Streyle’s police vehicle struck Santini’s Forester broadside in the driver’s side door, “causing the Forester to be flipped on its side and be propelled several yards from the point of impact where it secondarily crashed into a telephone pole and gas pipeline near the roadway,” states the suit. “In addition, the police cruiser spun around and came to rest against Mr. Santini’s Forester. The crash sequence and the damage to the vehicles involved left no doubt to even casual observers that the police cruiser was travelling a very high rate of speed when the crash happened.”

O’Dell criticized the work of law enforcement in the case as well as the behavior of Streyle and Guinup to a point that he said the case should be turned over to the prosecuting attorney’s office as a criminal case.

“The sheriff’s department has known the truth for a long time,” O’Dell said. “This is egregious and it should be turned over to the prosecuting attorney’s office.”

In the Marion County Sheriff’s Office accident investigation report, O’Dell said, investigators included comments from someone who claimed Santini never stopped at the stop sign but ran the sign on his own.

“The family was led to believe that the police cruiser was driving the speed limit and that Mr. Santini just pulled out in front of the cruiser without stopping for the stop sign. None of which was true,” O’Dell said. “They left his family thinking that he killed himself and it wasn’t until his insurance company provided them with the accident reconstruction report until they knew otherwise.”

Meanwhile, Riffle – who is not named in the suit – declined to discuss the case.

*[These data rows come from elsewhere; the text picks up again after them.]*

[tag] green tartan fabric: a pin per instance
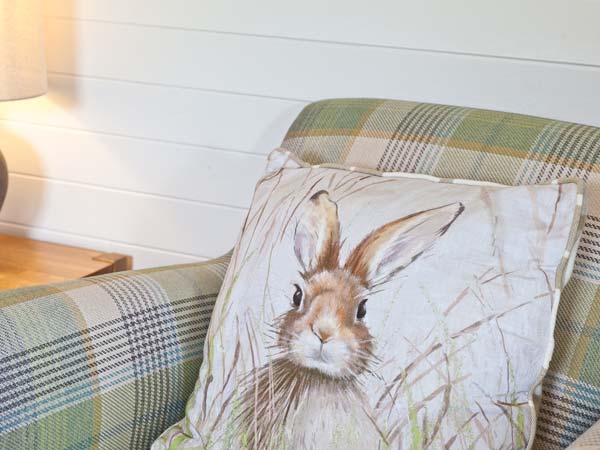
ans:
(105, 362)
(456, 142)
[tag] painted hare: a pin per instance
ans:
(309, 397)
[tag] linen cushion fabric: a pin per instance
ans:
(382, 310)
(457, 142)
(105, 362)
(590, 440)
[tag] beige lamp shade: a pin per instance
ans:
(22, 55)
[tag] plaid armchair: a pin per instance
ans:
(108, 362)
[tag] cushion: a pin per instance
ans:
(458, 142)
(383, 310)
(590, 440)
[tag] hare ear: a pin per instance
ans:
(392, 247)
(317, 236)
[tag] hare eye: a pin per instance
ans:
(362, 309)
(297, 299)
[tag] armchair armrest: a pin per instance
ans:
(590, 440)
(103, 362)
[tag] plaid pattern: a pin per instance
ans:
(455, 142)
(589, 441)
(106, 362)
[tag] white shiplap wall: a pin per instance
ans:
(160, 113)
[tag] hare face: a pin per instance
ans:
(325, 328)
(324, 331)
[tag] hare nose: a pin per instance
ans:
(323, 335)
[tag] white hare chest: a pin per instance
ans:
(326, 420)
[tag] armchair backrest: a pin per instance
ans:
(457, 142)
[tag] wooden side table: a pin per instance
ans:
(27, 262)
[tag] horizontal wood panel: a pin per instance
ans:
(143, 220)
(181, 171)
(308, 70)
(535, 29)
(142, 257)
(238, 122)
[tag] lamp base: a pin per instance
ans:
(3, 179)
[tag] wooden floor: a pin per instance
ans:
(27, 262)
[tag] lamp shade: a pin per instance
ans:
(22, 55)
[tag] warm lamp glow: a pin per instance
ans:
(22, 55)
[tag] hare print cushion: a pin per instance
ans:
(377, 311)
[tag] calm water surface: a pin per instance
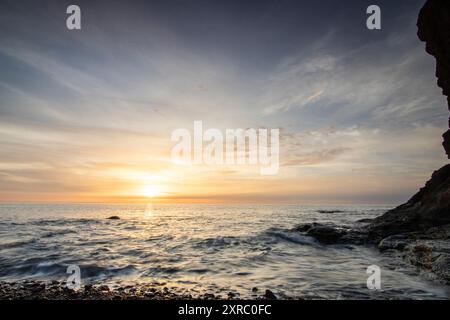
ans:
(201, 248)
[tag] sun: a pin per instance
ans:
(150, 190)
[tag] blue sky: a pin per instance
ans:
(87, 115)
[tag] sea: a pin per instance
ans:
(218, 249)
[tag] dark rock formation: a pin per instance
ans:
(427, 208)
(419, 229)
(434, 29)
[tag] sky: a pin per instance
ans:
(87, 115)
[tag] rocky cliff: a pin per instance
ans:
(431, 205)
(418, 230)
(434, 29)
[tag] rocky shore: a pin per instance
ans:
(57, 290)
(419, 230)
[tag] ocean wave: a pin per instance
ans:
(15, 244)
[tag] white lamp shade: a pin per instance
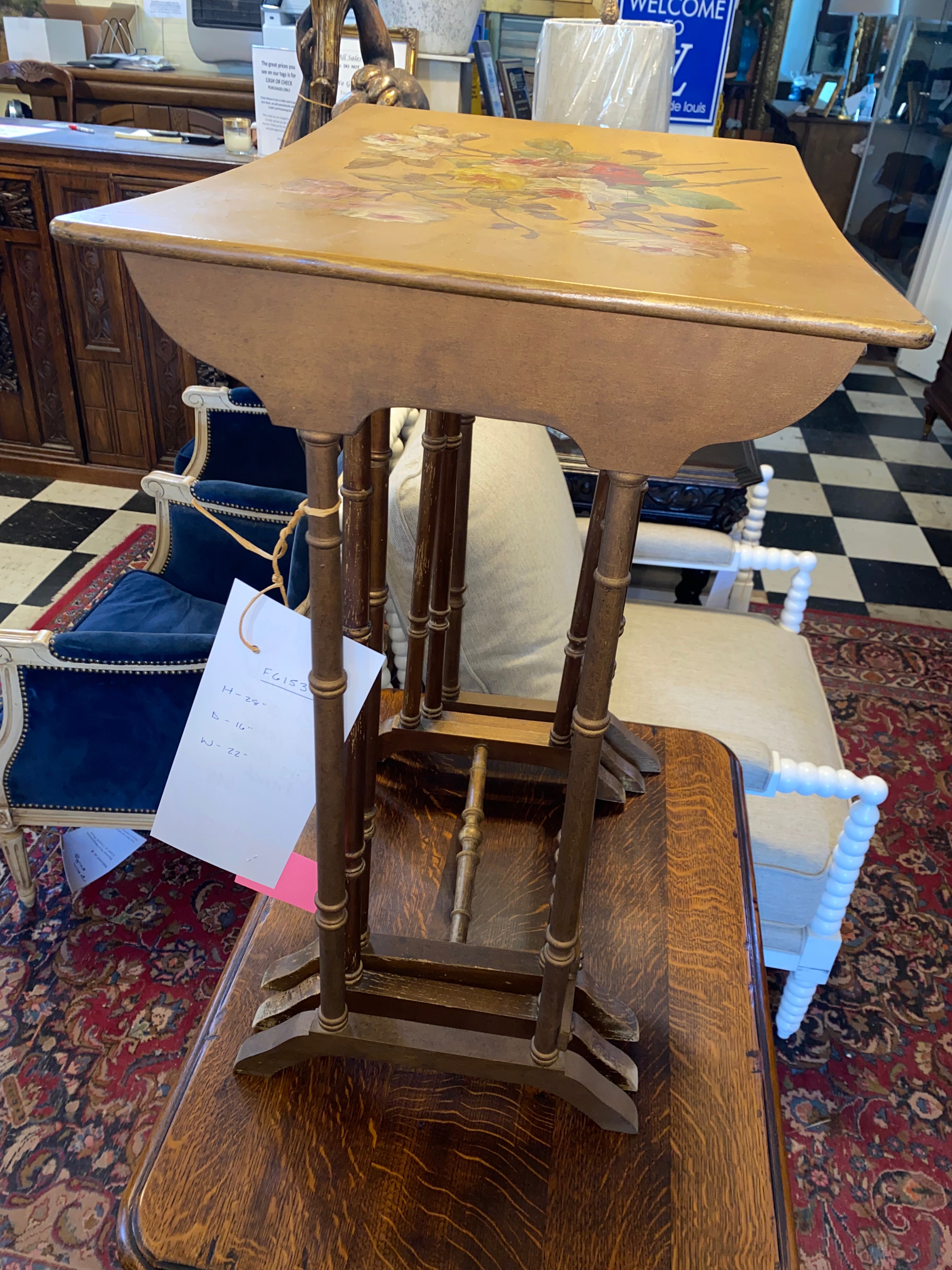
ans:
(609, 77)
(869, 8)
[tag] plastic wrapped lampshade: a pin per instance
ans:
(610, 77)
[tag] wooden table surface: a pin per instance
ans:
(348, 1164)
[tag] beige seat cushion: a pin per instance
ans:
(522, 562)
(682, 544)
(739, 676)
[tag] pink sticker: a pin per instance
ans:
(296, 886)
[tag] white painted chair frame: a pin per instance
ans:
(733, 582)
(32, 648)
(822, 944)
(822, 939)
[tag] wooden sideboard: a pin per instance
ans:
(148, 100)
(825, 145)
(91, 388)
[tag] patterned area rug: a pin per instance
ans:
(101, 998)
(867, 1083)
(131, 553)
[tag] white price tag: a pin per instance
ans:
(92, 854)
(242, 784)
(167, 9)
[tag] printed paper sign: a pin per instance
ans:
(166, 9)
(92, 854)
(277, 79)
(242, 784)
(702, 32)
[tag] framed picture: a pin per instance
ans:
(489, 83)
(825, 94)
(405, 41)
(516, 92)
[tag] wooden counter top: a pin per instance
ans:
(155, 88)
(48, 138)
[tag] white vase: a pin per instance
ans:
(445, 26)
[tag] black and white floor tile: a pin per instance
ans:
(856, 484)
(51, 531)
(853, 483)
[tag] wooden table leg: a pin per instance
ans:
(380, 479)
(589, 726)
(470, 840)
(356, 495)
(434, 444)
(457, 575)
(579, 629)
(328, 684)
(440, 590)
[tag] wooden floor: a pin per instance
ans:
(369, 1166)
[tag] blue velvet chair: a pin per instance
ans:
(92, 717)
(236, 441)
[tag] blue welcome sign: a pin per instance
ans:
(702, 32)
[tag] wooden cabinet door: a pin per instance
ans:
(37, 406)
(103, 337)
(168, 370)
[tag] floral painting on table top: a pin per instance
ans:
(647, 204)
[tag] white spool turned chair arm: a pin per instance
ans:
(823, 938)
(753, 526)
(751, 557)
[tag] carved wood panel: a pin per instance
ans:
(17, 210)
(102, 328)
(169, 370)
(27, 265)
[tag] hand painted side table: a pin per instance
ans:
(644, 294)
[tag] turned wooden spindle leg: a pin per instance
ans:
(434, 444)
(470, 840)
(589, 726)
(439, 623)
(328, 684)
(579, 629)
(380, 482)
(356, 495)
(457, 573)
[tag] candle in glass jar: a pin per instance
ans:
(238, 136)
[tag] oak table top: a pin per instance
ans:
(341, 1163)
(605, 283)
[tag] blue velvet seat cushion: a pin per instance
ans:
(145, 604)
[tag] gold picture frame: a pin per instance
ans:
(822, 101)
(409, 36)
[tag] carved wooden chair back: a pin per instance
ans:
(37, 73)
(320, 30)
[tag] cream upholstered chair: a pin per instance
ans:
(744, 679)
(686, 546)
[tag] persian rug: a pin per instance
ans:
(99, 1000)
(89, 590)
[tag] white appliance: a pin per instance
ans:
(223, 32)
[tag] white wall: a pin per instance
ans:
(802, 30)
(931, 285)
(149, 33)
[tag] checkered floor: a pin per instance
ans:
(51, 531)
(856, 483)
(853, 482)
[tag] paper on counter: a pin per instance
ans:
(242, 784)
(92, 854)
(17, 130)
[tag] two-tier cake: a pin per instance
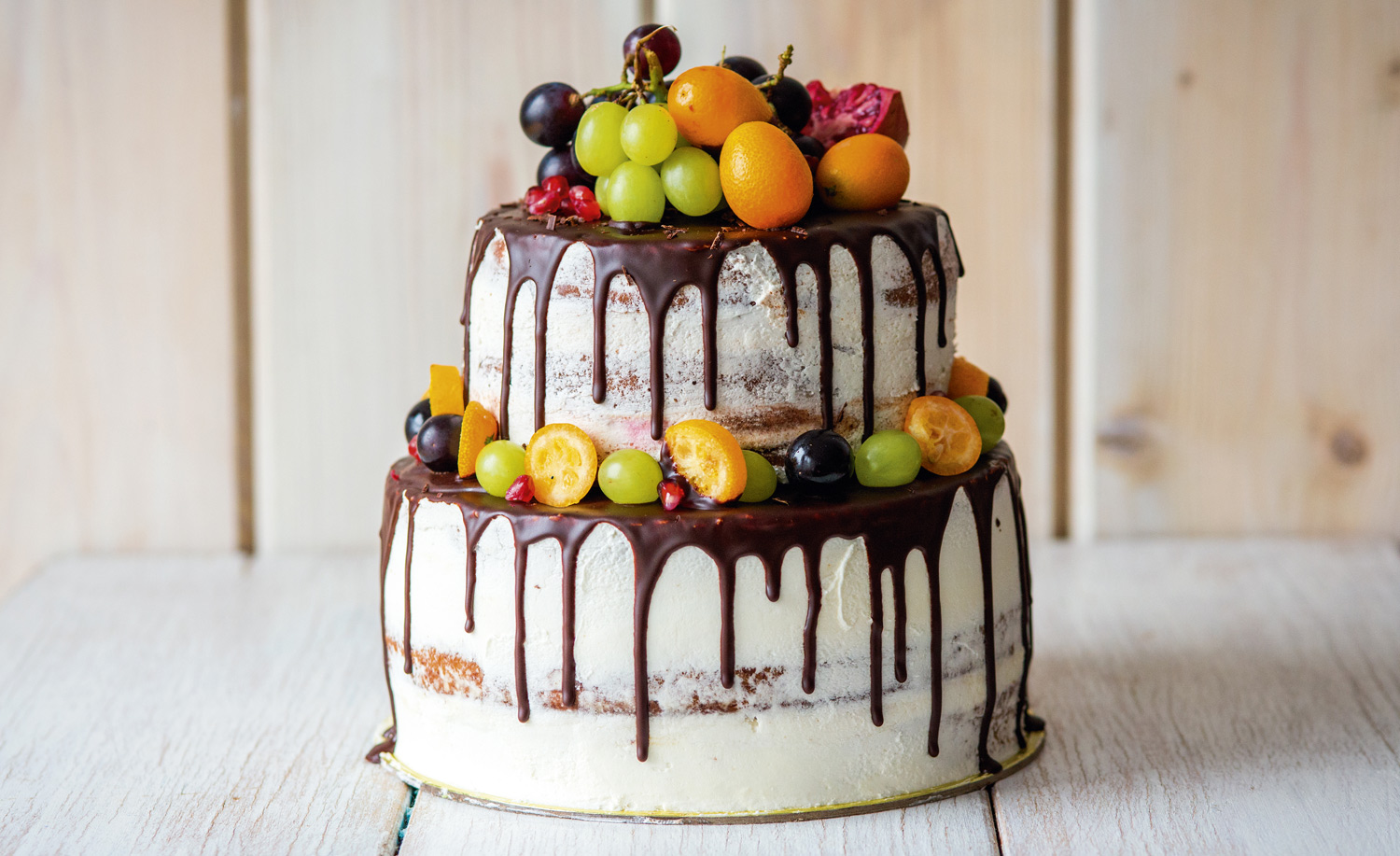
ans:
(672, 634)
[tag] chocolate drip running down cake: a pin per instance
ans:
(812, 653)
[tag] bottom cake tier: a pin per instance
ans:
(798, 654)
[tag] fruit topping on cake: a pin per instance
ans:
(966, 378)
(437, 442)
(862, 108)
(671, 494)
(764, 176)
(990, 420)
(445, 389)
(707, 103)
(691, 181)
(660, 41)
(551, 112)
(417, 414)
(762, 480)
(948, 436)
(562, 464)
(707, 456)
(478, 429)
(761, 126)
(629, 477)
(498, 466)
(888, 460)
(862, 174)
(819, 461)
(521, 491)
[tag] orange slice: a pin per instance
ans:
(478, 429)
(445, 389)
(562, 463)
(948, 438)
(966, 380)
(708, 457)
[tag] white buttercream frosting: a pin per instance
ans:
(761, 746)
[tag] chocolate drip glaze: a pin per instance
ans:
(766, 531)
(408, 601)
(663, 260)
(388, 522)
(937, 523)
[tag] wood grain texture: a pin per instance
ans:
(977, 81)
(957, 825)
(380, 133)
(193, 707)
(1229, 696)
(1248, 372)
(115, 288)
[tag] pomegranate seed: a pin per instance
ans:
(538, 201)
(521, 491)
(556, 184)
(584, 203)
(671, 495)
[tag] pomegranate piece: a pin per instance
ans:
(862, 108)
(556, 184)
(521, 491)
(542, 201)
(671, 495)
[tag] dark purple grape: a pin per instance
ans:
(562, 161)
(809, 146)
(745, 66)
(439, 442)
(818, 460)
(665, 45)
(997, 394)
(791, 101)
(551, 114)
(417, 414)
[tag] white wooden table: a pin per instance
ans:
(1201, 696)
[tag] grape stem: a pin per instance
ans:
(766, 87)
(784, 61)
(658, 86)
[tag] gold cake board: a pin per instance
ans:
(1035, 740)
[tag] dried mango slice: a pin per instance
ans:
(966, 380)
(708, 457)
(445, 389)
(478, 429)
(562, 464)
(948, 438)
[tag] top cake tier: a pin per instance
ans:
(837, 322)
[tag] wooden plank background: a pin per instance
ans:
(1235, 263)
(117, 395)
(1248, 369)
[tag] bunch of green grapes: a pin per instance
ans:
(641, 162)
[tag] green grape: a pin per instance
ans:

“All our office did was the accident investigation,” Riffle said Tuesday. “I really have no comment on it.”

“Based on eyewitnesses, Mr. Santini stopped at the stop sign at the intersection,” O’Dell said.

O’Dell said in preparing to file the suit, he requested a copy of the Marion County Sheriff’s Office traffic crash report. He said the report failed to include a statement from an eyewitness who saw the crash – a witness he interviewed – and who saw Santini sitting at the stop sign waiting for traffic to let up.

“It’s very undetailed for a typical traffic crash report,” O’Dell said. “What was missing was any statement from this witness or her daughter, but what was included was a statement from a witness coming from the other lane of traffic.”

O’Dell said the suit does not seek a specific monetary judgment in the case because there are certain caps for damages under state law. He said it will be up to a Marion County jury to determine the family’s compensation.

“The one thing that cannot be disputed is the download in the black box from the police cruiser. It’s indisputable what the speed was,” O’Dell said. “It was just a tremendous amount of damage and the intrusion into that Subaru Forrester, which is one of the safest vehicles in the world.”

The suit also claims the City of Fairmont is negligent in the case because it failed to provide Streyle and Guinup with appropriate and adequate training on how to operate police cruisers in a safe manner.

“The City of Fairmont is liable for Steven Santini’s injuries and death which was caused by the carelessness, gross negliglence, recklessness and/or neglignce of Officers Streyle and Guinup as described herein,” states the suit. “As a direct and proximate result of the actions or inactions of Defendants as alleged herein, Steven Santini suffered extreme pain, suffering and death.”

Fairmont Police Chief Steve Shine declined to comment on the lawsuit.